Atlanta: Residents receiving unemployment benefits will once again be required to look for work, and those whose hours have been reduced will be able to earn less before payments drop, beginning June 27. Labor Commissioner Mark Butler announced the changes Thursday, also saying employers with many laid-off workers collecting benefits will face higher unemployment insurance taxes after that date. It’s a further tightening of Georgia’s unemployment assistance as Butler and other elected Republican leaders say the state needs to do more to push people into the workforce. Georgia announced last month that, beginning June 27, it would cut off federal programs that provide a $300-a-week boost to people on the jobless rolls, as well as programs that pay federal money to people who are not usually eligible for state unemployment or have been receiving jobless aid for longer than the state provides. Those federal programs will last through September. Butler had earlier signaled he would reinstate work-search requirements, a move underway in more than three-quarters of states. Employers will also be asked to report when workers refuse to return to work or refuse a job offer, which could cause workers to lose benefits going forward.

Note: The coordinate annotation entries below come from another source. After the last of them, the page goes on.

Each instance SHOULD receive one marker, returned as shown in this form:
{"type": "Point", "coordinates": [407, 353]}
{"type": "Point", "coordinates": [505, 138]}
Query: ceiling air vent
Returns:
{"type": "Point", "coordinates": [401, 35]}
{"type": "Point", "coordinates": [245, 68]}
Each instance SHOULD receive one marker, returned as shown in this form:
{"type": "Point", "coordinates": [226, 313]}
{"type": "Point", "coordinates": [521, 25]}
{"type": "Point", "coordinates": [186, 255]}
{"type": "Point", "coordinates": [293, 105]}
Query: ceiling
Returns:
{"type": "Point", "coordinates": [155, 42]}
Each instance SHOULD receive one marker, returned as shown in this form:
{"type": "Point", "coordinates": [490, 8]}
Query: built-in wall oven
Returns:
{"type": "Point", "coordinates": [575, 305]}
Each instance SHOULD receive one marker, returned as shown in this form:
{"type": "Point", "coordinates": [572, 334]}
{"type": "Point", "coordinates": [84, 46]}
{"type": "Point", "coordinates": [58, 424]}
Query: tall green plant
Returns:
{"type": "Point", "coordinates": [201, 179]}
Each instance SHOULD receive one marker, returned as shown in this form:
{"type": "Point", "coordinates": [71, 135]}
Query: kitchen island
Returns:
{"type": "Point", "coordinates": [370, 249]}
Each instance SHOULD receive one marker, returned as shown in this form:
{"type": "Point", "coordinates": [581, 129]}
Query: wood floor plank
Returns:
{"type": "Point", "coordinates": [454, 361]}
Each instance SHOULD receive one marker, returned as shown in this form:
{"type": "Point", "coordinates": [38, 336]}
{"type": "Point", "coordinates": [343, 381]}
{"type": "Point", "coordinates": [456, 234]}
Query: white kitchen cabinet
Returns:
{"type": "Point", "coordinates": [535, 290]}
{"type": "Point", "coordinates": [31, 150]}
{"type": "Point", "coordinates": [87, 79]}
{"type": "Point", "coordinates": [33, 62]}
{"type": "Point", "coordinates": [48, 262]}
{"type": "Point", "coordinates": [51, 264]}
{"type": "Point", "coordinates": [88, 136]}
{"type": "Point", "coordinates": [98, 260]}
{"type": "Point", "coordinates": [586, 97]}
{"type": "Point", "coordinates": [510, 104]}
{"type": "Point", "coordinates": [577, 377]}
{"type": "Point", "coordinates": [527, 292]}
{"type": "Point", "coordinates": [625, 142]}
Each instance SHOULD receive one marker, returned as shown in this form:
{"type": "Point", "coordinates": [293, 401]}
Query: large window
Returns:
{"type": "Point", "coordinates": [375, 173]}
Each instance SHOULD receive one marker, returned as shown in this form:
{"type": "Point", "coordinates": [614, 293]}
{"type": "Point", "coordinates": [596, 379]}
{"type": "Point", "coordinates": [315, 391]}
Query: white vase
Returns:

To keep drawing benefits after June 26, residents must register with the EmployGeorgia.com website.
Lahaina: Restaurants are having a hard time serving an influx of tourists returning to the islands as pandemic restrictions across the nation ease. Gov. David Ige has said the 50% capacity limit on restaurants will not increase until 60% of residents are fully vaccinated against COVID-19. But capacity increases won’t help some restaurants with limited space, Hawaii News Now reports. On Maui, Cool Cat Cafe General Manager Paul Kemp said his restaurant won’t be able to serve many more people until social distancing rules change. “If we can get 6 feet to 3 feet, that’s when everything will really come together for the restaurants and put everything really back to the old norm,” he said. People are currently waiting about an hour to eat at the cafe, he said. And restaurants that do take reservations are often booked, sometimes for weeks in advance. The owners of Sale Pepe restaurant appreciate the safety measures. “We need to be safe,” owner and chef Michele Di Bari said. “People think it’s over, especially people who are coming on vacation.” The restaurant is booked until the end of the month and has increased its takeout and delivery business. “We always remember that this is a temporary situation,” owner and general manager Qiana Di Bari said. “It’s uncomfortable right now. … We just have to hang in there.”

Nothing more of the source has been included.